When Stanley Kubrick was shooting Full Metal Jacket, he turned Beckton Gasworks into a battlefield in Vietnam
This involved lots of meticulous and seemingly pointless set dressing, including him ramming prop rifles into the mud far away from where any of his shots would be taken. When one of his crew members asked why he would bother dressing a section of the set that wouldn’t even make it into the film, his response was simple:
‘The actors can feel it’
I first read this anecdote at The Design Museum’s excellent Kubrick Retrospective a few years back, and the rest of the exhibition was just one example after another of his near-maniacal devotion to making great cinema: my personal favourite was the copy-written manual for the zero gravity toilet in 2001: A Space Odyssey.
What kind of maniac would bother crafting fifty lines’ worth of manual for a toilet prop that’s only in the film for a few seconds, and which no-one can read? Precisely the sort of person that would make a film like 2001: A Space Odyssey. Kubrick referred to his role as a director as ‘a sort of ideas and taste machine’, and his dedication to his craft was visible in everything from the vast scripts for the Napoleon film he never made, to his rejection notes for poster concepts from one of the greatest designers of his era, Saul Bass.

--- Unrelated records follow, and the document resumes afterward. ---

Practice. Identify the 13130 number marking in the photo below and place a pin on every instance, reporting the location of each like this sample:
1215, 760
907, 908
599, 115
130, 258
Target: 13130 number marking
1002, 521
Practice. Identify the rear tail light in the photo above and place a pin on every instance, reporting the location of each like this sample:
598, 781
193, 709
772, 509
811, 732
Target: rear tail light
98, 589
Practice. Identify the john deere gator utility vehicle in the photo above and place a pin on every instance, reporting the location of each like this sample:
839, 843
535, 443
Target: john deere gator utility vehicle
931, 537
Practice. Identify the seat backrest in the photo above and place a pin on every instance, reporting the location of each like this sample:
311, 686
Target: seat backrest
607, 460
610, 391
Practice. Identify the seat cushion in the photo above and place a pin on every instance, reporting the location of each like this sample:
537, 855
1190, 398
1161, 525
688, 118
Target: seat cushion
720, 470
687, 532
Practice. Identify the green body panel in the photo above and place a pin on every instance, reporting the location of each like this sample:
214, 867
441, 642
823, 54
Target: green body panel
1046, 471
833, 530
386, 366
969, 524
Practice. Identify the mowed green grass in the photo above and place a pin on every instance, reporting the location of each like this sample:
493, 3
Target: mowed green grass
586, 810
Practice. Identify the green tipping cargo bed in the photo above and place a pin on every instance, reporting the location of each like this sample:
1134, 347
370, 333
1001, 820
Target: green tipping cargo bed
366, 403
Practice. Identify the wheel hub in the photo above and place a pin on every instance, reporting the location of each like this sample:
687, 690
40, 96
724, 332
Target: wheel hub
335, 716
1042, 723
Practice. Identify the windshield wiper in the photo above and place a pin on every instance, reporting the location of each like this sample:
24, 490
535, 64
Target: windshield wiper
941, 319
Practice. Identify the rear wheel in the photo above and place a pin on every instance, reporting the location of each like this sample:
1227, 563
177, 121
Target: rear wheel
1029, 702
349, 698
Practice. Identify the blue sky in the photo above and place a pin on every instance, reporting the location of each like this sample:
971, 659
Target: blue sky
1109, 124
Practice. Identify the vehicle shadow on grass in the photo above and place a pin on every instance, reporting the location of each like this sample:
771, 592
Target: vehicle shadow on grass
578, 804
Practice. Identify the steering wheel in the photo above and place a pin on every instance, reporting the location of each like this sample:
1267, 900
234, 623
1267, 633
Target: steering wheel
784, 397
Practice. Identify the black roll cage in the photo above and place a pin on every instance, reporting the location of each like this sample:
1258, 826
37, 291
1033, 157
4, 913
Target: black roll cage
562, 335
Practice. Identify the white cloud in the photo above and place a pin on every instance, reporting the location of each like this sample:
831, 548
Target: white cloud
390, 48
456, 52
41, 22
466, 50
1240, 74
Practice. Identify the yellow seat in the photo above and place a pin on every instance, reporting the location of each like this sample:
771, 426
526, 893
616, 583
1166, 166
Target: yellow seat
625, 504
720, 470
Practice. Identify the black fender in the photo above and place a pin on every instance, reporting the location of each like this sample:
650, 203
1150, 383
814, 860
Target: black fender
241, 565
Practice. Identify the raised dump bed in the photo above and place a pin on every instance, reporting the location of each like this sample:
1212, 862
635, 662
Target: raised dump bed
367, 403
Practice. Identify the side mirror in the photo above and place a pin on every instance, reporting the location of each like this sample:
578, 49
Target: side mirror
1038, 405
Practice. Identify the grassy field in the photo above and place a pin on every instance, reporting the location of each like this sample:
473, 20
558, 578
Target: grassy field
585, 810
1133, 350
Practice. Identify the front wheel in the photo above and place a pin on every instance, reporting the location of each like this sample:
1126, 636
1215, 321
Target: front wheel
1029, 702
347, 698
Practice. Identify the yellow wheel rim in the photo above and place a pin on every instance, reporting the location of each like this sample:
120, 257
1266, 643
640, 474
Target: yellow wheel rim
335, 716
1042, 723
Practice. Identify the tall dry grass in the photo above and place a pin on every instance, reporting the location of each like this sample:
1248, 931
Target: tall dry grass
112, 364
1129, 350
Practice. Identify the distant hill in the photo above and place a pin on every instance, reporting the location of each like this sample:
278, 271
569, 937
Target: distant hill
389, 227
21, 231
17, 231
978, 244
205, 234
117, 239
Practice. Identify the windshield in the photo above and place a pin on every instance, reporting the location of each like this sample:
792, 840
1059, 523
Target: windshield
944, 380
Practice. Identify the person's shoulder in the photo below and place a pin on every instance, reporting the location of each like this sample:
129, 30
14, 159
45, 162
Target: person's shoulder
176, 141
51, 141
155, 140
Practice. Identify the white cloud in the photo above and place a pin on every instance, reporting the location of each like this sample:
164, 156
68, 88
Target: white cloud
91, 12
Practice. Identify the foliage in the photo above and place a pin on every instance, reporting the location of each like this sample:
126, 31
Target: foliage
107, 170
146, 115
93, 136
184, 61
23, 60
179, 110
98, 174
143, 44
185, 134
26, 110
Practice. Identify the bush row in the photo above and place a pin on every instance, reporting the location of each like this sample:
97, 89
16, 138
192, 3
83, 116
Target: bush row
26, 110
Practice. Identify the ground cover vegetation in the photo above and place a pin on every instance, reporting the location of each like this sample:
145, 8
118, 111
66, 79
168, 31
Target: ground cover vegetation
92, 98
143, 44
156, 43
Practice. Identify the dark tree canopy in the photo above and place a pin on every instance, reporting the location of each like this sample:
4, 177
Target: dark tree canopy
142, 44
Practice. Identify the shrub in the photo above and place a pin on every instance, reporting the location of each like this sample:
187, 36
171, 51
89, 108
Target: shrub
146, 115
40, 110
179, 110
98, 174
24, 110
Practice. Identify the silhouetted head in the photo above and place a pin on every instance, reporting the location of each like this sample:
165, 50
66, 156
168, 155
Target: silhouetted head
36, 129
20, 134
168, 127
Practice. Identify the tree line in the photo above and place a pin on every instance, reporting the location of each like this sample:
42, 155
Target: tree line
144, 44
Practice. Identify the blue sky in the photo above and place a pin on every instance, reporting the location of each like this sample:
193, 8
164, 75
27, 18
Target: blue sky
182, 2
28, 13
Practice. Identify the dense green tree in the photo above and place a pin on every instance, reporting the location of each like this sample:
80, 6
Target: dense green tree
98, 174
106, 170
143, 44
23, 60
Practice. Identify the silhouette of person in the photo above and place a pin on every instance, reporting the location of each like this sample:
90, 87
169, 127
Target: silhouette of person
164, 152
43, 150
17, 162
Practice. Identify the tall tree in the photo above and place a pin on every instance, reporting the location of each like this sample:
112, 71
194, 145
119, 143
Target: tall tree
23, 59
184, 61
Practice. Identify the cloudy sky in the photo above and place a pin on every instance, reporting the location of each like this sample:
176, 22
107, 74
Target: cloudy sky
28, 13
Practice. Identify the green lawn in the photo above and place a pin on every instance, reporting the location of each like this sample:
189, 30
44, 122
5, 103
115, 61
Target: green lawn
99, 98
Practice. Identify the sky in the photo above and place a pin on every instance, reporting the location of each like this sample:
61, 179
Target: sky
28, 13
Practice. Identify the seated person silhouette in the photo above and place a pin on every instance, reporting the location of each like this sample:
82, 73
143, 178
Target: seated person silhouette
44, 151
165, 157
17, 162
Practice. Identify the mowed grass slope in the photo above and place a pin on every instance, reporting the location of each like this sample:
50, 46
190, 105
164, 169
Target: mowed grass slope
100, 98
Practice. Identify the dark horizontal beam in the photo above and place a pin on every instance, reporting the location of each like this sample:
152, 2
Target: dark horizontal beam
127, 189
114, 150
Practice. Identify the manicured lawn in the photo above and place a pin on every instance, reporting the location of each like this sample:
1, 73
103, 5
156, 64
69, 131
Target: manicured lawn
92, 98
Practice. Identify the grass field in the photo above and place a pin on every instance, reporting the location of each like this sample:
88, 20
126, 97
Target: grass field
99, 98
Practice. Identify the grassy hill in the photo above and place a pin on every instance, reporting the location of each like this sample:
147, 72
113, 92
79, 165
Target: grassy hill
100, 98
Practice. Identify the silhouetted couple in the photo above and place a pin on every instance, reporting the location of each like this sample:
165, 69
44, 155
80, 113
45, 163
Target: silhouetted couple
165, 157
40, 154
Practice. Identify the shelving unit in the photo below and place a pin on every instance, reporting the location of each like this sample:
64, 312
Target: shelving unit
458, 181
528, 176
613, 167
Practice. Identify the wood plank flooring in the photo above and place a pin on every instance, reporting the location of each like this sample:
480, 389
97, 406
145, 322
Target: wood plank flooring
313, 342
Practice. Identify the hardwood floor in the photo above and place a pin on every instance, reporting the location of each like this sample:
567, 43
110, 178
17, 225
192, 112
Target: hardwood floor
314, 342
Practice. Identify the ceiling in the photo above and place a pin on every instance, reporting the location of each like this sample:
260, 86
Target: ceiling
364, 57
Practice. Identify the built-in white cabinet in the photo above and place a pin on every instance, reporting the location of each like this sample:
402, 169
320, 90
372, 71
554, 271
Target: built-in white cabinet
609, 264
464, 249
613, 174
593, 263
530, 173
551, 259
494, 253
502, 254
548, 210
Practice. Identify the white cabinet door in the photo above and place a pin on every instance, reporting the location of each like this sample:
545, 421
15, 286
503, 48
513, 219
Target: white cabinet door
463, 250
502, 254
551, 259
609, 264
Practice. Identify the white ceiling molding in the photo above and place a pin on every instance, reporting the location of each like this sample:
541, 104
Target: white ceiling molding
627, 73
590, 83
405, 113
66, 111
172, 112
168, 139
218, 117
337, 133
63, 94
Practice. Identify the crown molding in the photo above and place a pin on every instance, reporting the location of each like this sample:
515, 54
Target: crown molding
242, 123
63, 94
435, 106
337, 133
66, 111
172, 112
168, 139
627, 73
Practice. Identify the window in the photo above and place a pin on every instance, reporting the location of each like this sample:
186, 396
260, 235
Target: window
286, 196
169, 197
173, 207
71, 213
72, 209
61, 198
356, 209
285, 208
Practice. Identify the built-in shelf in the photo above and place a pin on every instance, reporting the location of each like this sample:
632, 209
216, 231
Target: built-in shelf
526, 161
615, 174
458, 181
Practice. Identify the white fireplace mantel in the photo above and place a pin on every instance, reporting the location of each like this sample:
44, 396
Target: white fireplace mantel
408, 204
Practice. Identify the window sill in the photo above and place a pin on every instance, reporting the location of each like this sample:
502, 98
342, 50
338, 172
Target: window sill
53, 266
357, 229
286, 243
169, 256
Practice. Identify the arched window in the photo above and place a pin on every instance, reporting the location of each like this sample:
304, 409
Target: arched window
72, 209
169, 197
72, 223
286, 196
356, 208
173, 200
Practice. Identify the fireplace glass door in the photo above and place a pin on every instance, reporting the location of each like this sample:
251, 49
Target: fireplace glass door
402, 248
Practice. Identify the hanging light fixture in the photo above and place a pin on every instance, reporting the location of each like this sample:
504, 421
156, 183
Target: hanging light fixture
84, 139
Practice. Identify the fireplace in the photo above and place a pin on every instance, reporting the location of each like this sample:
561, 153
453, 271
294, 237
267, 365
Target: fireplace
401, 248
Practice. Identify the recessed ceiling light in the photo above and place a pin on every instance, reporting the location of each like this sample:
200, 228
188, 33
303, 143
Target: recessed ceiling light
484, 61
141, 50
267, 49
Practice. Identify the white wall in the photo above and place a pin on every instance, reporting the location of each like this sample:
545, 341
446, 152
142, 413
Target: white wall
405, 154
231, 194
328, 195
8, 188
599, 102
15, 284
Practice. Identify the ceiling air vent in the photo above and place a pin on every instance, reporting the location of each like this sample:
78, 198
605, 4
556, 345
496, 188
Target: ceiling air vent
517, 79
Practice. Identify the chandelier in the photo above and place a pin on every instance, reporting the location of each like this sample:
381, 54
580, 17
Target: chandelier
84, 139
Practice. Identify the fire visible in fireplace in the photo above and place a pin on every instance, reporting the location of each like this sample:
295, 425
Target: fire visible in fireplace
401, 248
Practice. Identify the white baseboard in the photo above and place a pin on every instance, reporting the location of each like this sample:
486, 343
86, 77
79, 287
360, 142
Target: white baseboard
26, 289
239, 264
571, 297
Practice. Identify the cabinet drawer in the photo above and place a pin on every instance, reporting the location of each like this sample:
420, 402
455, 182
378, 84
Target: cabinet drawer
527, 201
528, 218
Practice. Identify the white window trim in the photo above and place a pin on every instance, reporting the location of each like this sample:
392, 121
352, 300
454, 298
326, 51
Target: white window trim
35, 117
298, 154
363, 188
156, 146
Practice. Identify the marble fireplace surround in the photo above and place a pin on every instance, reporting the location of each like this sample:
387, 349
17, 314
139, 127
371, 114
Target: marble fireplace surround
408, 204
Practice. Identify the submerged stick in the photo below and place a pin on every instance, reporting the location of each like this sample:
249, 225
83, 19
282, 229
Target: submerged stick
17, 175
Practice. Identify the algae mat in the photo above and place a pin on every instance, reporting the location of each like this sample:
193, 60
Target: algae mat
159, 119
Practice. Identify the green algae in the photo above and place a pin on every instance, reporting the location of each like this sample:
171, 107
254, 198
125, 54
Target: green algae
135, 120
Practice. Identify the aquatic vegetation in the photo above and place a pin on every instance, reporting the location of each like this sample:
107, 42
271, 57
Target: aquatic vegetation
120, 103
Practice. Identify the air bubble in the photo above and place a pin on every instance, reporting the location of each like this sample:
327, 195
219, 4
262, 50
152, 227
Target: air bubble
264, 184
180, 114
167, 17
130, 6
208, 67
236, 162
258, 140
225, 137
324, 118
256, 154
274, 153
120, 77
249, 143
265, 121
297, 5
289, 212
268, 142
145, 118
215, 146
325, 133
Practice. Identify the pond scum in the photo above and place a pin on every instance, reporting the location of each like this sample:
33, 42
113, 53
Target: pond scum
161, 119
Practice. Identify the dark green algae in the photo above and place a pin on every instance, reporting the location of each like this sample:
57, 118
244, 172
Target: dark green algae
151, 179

He would never duck the hard labour required to elevate something to the truly spectacular: when he was brought on-board to direct Spartacus, he read the script and pointed out to the studio that they had contrived to write a film about a gladiator revolt that had no battle scene in it - presumably, because those were the most costly and difficult spectacles to create. They might have been easy to justify removing for studio execs more worried about money than art, but not for a man with a seemingly endless tolerance for difficulty in the pursuit of cinematic brilliance. The rest is history.
Kubrick once said, when talking about what makes a film great, that it needed only two things:
“Truth", the thing that touches you, the thing that you connect with; and “spectacle”. It must grab you by the throat and make you want to watch.
It makes you wonder what he would have thought about generative AI.
Deathmatch: Stanley vs Sora
The array of generative AI tools and the escalating power of what they can do with just a few prompts is increasing exponentially - and it’s made many creative people stare hard at the nature of what they do and ask some difficult questions. The first casualties were writers, many of whom have spent the last year asking themselves what special status their craft deserves when a machine can conjure plausible consciousness out of text.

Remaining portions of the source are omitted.